The ITV web was thrown into disarray Friday, when the Office of Fair Trading rejected its new centralized system for commissioning programming as anti-competitive.
Independent TV producers welcomed the OFT’s decision as a major step forward for their business. But ITV bosses warned it would drive program prices down and create instability in ITV.
The OFT ruled that ITV’s proposed commissioning policy gave preferential treatment to ITV production companies over indies; OFT insisted on two major changes to favor indies.
It said indies, like ITV producers, must be allowed to enter contracts directly with the new ITV Network Center, which officially opened for business Dec. 1. Previously, indies were obliged to form partnerships with regional ITV companies to get their shows onto the network.
Early last week, ITV modified its position to allow indies direct access to the Center, but was still insisting that the contract itself would have to be struck with an ITV company (Daily Variety, Dec. 3).

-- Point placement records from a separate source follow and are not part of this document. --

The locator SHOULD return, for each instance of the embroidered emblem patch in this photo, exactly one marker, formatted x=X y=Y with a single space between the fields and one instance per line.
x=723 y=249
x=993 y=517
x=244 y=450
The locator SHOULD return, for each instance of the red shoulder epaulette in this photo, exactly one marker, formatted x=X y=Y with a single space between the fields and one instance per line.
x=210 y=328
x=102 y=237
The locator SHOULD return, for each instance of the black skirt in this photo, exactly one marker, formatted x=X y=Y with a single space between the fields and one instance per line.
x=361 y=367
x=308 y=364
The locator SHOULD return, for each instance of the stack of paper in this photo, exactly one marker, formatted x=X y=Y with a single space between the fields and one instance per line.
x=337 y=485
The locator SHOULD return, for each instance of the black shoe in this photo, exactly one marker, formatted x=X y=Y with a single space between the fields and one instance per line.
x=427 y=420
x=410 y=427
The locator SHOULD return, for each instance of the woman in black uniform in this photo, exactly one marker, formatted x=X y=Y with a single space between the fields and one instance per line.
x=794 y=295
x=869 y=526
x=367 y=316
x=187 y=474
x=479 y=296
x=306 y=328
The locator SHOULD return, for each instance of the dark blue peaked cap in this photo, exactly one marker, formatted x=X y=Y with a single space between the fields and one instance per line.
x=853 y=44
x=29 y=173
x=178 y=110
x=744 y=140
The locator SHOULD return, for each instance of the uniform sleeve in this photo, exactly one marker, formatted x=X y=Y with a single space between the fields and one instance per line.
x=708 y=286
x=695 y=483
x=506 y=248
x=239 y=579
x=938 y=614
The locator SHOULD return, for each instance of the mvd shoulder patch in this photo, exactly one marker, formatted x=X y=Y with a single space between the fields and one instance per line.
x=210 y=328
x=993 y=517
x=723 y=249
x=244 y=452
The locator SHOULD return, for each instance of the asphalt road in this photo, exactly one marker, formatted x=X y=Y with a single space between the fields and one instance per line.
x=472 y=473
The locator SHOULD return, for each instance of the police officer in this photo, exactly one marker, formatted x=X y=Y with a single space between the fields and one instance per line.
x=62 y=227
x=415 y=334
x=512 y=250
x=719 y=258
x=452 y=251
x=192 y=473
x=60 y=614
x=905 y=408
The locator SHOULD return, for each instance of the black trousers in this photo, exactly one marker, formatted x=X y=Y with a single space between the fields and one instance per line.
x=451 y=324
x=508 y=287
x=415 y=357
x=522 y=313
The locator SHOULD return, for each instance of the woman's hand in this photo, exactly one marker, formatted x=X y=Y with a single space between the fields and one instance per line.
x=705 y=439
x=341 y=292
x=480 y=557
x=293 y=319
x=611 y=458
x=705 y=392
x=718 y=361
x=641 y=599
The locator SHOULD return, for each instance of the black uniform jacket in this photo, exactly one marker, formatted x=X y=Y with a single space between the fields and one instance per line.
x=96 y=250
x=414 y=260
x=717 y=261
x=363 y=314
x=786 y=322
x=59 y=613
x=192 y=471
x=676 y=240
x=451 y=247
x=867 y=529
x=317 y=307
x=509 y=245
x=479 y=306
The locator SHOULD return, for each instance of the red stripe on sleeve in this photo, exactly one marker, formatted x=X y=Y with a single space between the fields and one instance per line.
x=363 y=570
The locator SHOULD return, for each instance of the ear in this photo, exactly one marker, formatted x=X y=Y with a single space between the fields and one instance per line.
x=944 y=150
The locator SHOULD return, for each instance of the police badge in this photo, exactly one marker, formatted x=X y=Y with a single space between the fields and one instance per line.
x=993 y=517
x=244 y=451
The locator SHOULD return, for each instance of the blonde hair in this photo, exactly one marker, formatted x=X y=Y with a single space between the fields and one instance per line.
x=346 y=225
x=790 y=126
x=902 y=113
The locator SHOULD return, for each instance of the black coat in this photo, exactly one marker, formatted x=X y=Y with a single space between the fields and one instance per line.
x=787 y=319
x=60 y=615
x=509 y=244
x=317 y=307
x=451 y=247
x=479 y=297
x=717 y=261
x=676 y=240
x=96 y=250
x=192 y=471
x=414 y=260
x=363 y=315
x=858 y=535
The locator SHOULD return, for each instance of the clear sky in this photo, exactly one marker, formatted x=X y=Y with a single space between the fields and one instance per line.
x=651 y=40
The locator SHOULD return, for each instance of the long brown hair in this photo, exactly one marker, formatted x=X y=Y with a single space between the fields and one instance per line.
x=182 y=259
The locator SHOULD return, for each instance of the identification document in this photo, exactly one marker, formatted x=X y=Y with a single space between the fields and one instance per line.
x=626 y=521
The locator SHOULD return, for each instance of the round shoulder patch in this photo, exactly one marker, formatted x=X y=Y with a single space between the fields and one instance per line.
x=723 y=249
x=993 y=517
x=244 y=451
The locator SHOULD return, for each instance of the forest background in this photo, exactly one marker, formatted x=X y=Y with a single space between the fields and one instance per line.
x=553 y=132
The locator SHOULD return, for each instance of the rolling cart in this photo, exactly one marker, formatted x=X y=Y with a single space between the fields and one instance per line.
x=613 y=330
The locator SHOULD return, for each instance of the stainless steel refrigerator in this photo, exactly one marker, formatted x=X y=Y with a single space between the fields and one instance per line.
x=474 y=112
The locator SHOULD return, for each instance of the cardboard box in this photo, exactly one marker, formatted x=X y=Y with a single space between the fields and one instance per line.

The OFT also ruled that if ITV commissions a program from an indie or an ITV production company, it will be allowed to acquire only U.K. transmission rights, and then only for a maximum of five years with an option for an extra two years. ITV was proposing a standard contract of 10 years with a further five-year option.
Opinion varies wildly about the real long-term significance of the changes. Per John Woodward, chief executive of the indies’ trade body PACT, “Basically, this means money comes out of the ITV shareholders’ pockets and into the pockets of the independent producers.”
But Andrew Quinn, ITV Network Center’s chief executive, predicted that indies would lose out because ITV would no longer be offering 100% financing for programs, leaving producers to raise the deficit either from the almost non-existent secondary market, or from international deals.
“The effect of this is to push production back to the ITV companies,” Dyke said.